TFO needs to use the TFO Cookie to prove that the previous connection between the client and the server is valid because, as mentioned above, the three-way handshake is used to synchronize the connection information of both parties and prove that the other party’s network is reachable.
How it works: The TFO cookie (a TCP option) in the SYN packet at the beginning of the handshake validates a previously connected client. If the validation is successful, it can start sending data before the final ACK packet of the three-way handshake is received, thus skipping a detour and reducing the latency at the start of transmission. This encrypted Cookie is stored on the client and set up at the time of the initial connection. This Cookie is then returned repeatedly each time the client connects.
Request a Fast Open Cookie
sequenceDiagram
Client->>Server: SYN + Cookie Request
Server-->>Client: SYN + ACK + Cookie
Client-)Server: ACK
- When connecting for the first time, the client will bring a Cookie Request to the server for the first handshake.
- Upon receiving the Cookie Request, the server generates a Cookie and sends it to the client.
- The client receives this Cookie and saves it for the next three-way handshake.
Start using TFO
sequenceDiagram
Client->>Server: SYN + Cookie + data
Server-->>Client: SYN + ACK
Server-->>Client: response data
Client-)Server: ACK
- The client needs to connect to the server. The first handshake sends three messages: SYN, Cookie stored on the client, and data to be sent.
- After receiving the Cookie, the server verifies the validity of the Cookie. In addition to replying the handshake message, the server can also bring its own data to be sent.
- The client sends an ACK to complete the handshake and confirm the data.
TFO allows TCP to transfer data during a handshake, reducing the latency associated with the handshake. But it is also not secure. Although cookies are created using encryption algorithms that make it impossible for third parties to fake them, they do not prevent middlemen from obtaining cookies. After obtaining the Cookie, the middleman can send a large amount of data in the first handshake by forging the source IP address and port, causing server memory overflow and suspending service provision.
conclusion
The sender needs to include a connection requests information socket, random initial sequence number, window size, if the receiver did not reply within the prescribed time information, the sender will use the information before to launch a connection request, it launched a connection request for many times, but are all belong to the same connection (the number of retries is limited). If it is an artificial re-connection request, the sender will regenerate the connection information, i.e., a new socket, a new random initial sequence number, and a new window size. In this case, there will be two different connections. If there are only two handshakes, then one connection is useless, which wastes resources. And the sender can fake the source IP address, so the receiver is not connected to an actual sender at all.

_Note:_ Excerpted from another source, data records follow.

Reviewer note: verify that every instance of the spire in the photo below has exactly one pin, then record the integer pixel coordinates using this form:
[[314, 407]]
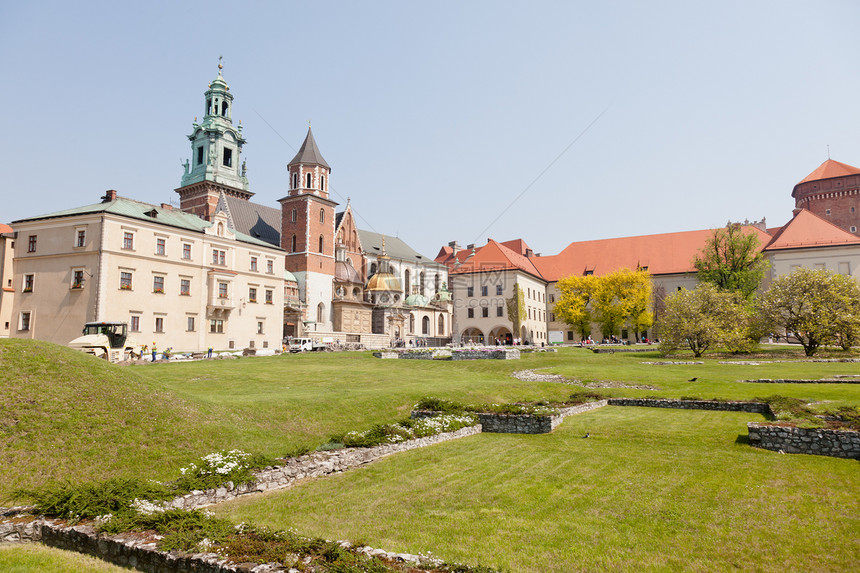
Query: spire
[[309, 153]]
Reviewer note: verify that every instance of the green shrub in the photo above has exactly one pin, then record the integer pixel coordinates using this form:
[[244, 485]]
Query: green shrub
[[91, 500]]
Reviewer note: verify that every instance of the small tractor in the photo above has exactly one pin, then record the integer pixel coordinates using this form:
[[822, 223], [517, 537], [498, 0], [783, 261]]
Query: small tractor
[[106, 340]]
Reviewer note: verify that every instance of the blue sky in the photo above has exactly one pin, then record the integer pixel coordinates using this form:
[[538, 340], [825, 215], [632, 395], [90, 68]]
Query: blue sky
[[437, 116]]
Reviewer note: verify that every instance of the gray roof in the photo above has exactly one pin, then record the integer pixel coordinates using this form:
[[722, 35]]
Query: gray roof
[[394, 247], [145, 212], [309, 153], [255, 220]]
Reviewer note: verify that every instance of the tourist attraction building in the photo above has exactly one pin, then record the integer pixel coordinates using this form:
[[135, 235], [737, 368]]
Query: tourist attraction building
[[822, 234], [221, 270]]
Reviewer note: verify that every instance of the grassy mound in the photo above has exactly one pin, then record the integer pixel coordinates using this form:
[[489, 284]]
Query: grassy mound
[[65, 415]]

Handshake is essentially the test network can be inaccessible, from the sender to send connection requests to the sender receives confirmation, it seems to the sender really proves that the network can reach and set up a connection, but, it seems, at the receiving end receives the connection request alone doesn’t show anything, because this connection requests may be the old connection request, the client already rolled off the production line, It can also be an invalid connection request or a forged IP address. From the perspective of the receiver, it also needs to confirm whether the network is reachable. Therefore, after receiving the confirmation, the sender needs to confirm the receiver to prove the network is reachable.